Bei den 119 untersuchten Fällen lagen in 32 Fällen (27%) Sachverhalte vor, die grunderwerbsteuerlich zu bearbeiten waren:

  • 24 Fälle (75% von 32) waren bereits in den Grunderwerbsteuerstellen erfasst. Die Grunderwerbsteuer wurde teilweise erst nach mehreren Jahren festgesetzt.
  • 8 Fälle (25% von 32) waren den Grunderwerbsteuerstellen noch nicht bekannt. Der ORH hat während der Prüfung veranlasst, dass die entsprechenden Informa­tionen an die Grunderwerbsteuerstelle weitergeleitet werden.

    In 7 Fällen wurden daraufhin Steuern von über 1 Mio. € festgesetzt.

    In dem weiteren Fall konnte die Grunderwerbsteuer von über 50.000 € nicht mehr festgesetzt werden, da bereits Verjährung eingetreten war. Die Betriebsprüfung hatte diesen Fall zuvor ohne Änderung abgeschlossen.

25.3             Forderung des ORH

Der Informationsfluss innerhalb der Finanzbehörden muss verbessert werden. Die Finanzverwaltung muss sicherstellen, dass die Mitarbeiter in den Veranlagungs- und Betriebsprüfungsstellen ihrer Pflicht zur zeitnahen Weitergabe von Informationen an die Grunderwerbsteuerstellen nachkommen.

Bei der Betriebsprüfung sollte darauf geachtet werden, dass in Fällen mit gesell­schaftsrechtlichen Veränderungen die Grunderwerbsteuer in die förmlichen Prüfungs­anordnungen aufgenommen wird. Dadurch würde auch der Ablauf der Festsetzungs­verjährung gehemmt.

25.4             Auffassung der Verwaltung

Das Landesamt für Steuern hat darauf hingewiesen, es sei vorgesehen, den Veranla­gungsbereich erneut auf seine Mitwirkungspflicht hinzuweisen. Es stünden auch ge­eignete Vorlagen und Merkblätter mit einem Hinweis auf die abschließende Zustän­digkeit zur Verfügung. Die Zusammenarbeit mit der Betriebsprüfung solle z. B. durch Schulungen verbessert werden.

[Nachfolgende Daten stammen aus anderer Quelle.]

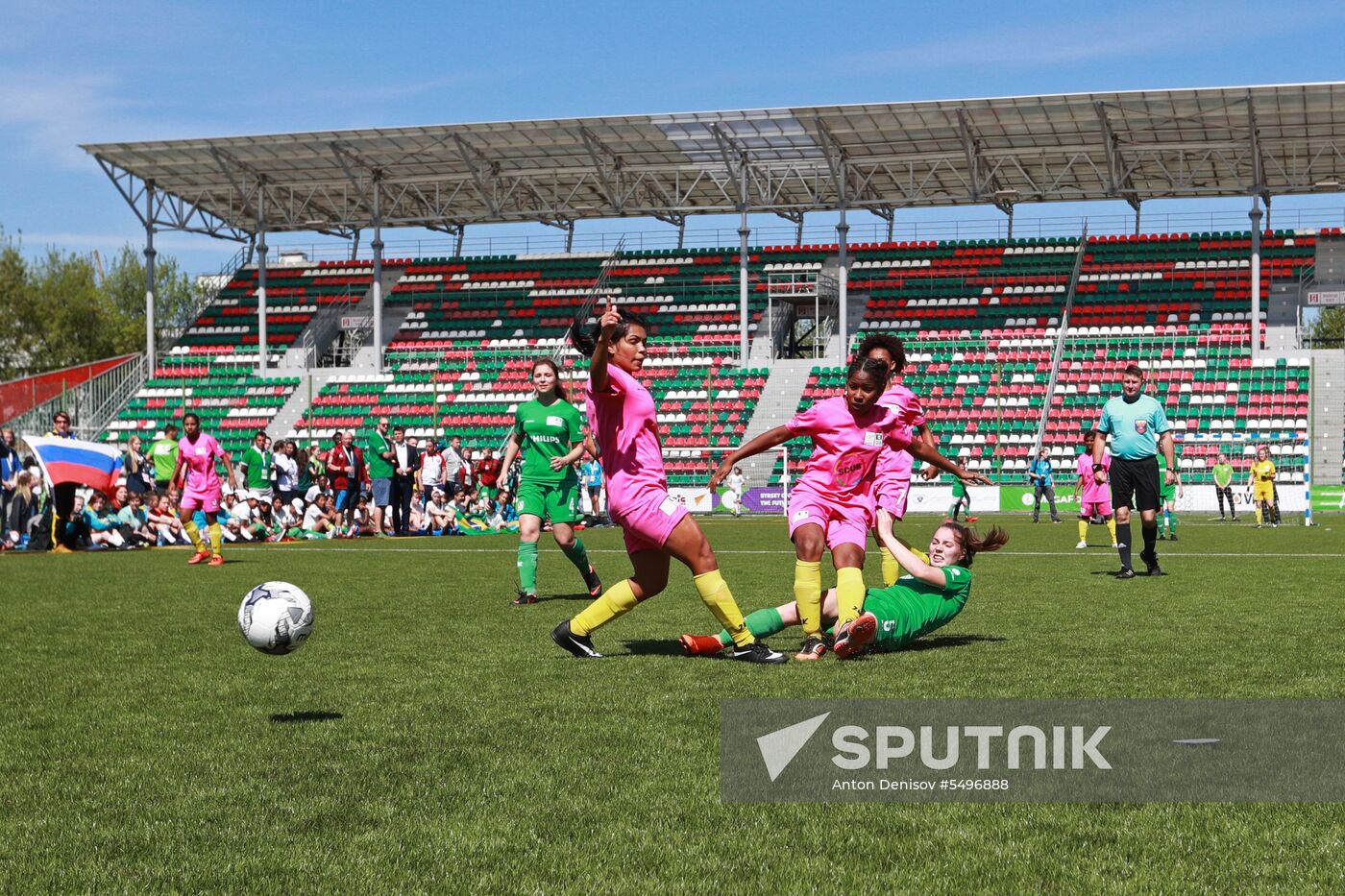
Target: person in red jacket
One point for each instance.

Das Finanzministerium hat mitgeteilt, inzwischen seien konkrete Maßnahmen ergrif­fen worden, um die Kommunikation zwischen den beteiligten Arbeitsgebieten zu ver­bessern. So sei ein Ansprechpartner für die Grunderwerbsteuer an den Betriebsprü­fungsstellen eingerichtet worden. Anfang Oktober 2009 ergehe eine detaillierte Verfü­gung über die Zusammenarbeit zwischen diesen Stellen und den Grunderwerbsteuer­stellen. Betriebsprüfer könnten künftig die Fortbildungsveranstaltungen zur Grunder­werbsteuer besuchen. In die Vorlage der Prüfungsanordnungen werde die Grunder­werbsteuer aufgenommen und ab Frühjahr 2010 werde ein Leitfaden über die Mitwir­kungsaufgaben zur Verfügung stehen.

25.5             Schlussbemerkung des ORH

Nach Auffassung des ORH muss darauf geachtet werden, dass die ergriffenen Maß­nahmen nachhaltige Wirkung entfalten.